以前にこのブログを通じて、自社の経営状態をチェックすることで危機管理する手法を紹介した。その時のチェックポイントは、企業が経営活動により生み出す付加価値とその構成要素である営業純益、人件費、減価償却費、賃借料、租税公課、支払利息の6つに着目し、ここから発せられる信号を正確に読み取るというものであった。
そのシリーズは、主に信号の解読に際しての留意点や考え方を中心にして、幾つかの事例も交えたものであったが、読者からの反響は想像以上でいまだにアクセス数は上位にランクされている。実際に地元の企業でもこうした企業再生の相談が圧倒的に多いことも考え合わせると、かなりの中小企業に共通した問題であることを改めて実感している。
そこで本シリーズでは、実際に企業再生を目指している企業の一助とするために、実際の再生事例も交えながら、自社の企業体質に合った再生手法を考え行きたい。それには、まずいきなり再生手法から入るのではなく、企業再生というものの位置づけを明らかにし、その内容を把握した上で、自社への適応を考えるというプロセスで進めたい。

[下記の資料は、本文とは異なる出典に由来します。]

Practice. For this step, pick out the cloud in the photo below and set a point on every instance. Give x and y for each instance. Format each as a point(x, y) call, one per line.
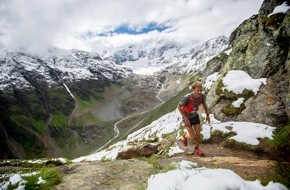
point(67, 24)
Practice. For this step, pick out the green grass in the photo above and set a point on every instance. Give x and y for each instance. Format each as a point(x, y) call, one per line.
point(51, 176)
point(28, 122)
point(60, 120)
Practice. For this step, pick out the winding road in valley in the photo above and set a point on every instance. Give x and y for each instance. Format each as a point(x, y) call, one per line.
point(116, 129)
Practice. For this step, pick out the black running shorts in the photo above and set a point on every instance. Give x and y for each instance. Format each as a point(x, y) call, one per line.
point(195, 120)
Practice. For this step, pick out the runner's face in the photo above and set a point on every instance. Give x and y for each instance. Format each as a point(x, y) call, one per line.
point(197, 92)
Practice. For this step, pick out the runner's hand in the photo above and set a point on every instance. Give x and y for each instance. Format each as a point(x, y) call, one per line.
point(207, 119)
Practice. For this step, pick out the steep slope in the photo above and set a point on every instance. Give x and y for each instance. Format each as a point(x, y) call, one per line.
point(45, 100)
point(260, 47)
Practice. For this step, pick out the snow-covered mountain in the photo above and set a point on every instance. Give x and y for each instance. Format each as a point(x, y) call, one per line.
point(149, 57)
point(18, 69)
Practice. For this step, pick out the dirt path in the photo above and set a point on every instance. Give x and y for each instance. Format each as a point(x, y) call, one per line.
point(134, 173)
point(245, 163)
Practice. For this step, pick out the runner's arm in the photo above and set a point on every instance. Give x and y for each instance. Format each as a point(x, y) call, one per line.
point(206, 112)
point(185, 119)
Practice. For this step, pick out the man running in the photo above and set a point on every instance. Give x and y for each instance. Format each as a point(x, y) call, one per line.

第一回目の本日は、倒産というものの正確な定義を考え見よう。「倒産」とい言葉は厳密な法律用語ではなく、法律上からいえば破産にあたるものであるが、一般には「破産」という言葉はあまり使わない。したがって、「破産」とは、債務者が自己破産を申請したり、破産宣告を受けたときに、裁判所が認定したときに使われる言葉である。
ここから想像されることは、債務返済能力が基準であることは間違いないが、その額や割合に対する定義あるわけではないということである。つまり、債務過剰イコール倒産ないし破産ということではなく、いわば信用が破壊されたと認定されたときの状態をいうのである。ここに再生の芽があることに注目するのが本稿の狙いである。
一般的には、債務者が振り出した約束手形や小切手が不渡りになり、銀行取引が停止になった時(事実上倒産)、自ら破産手続きや会社更生手続きなどの法的手続きを裁判所にもう立てした時、債権者に財務状態の悪化を告げて全面的にその処置を委ねた場合などが倒産といわれるものである(東京商工リサーチ)。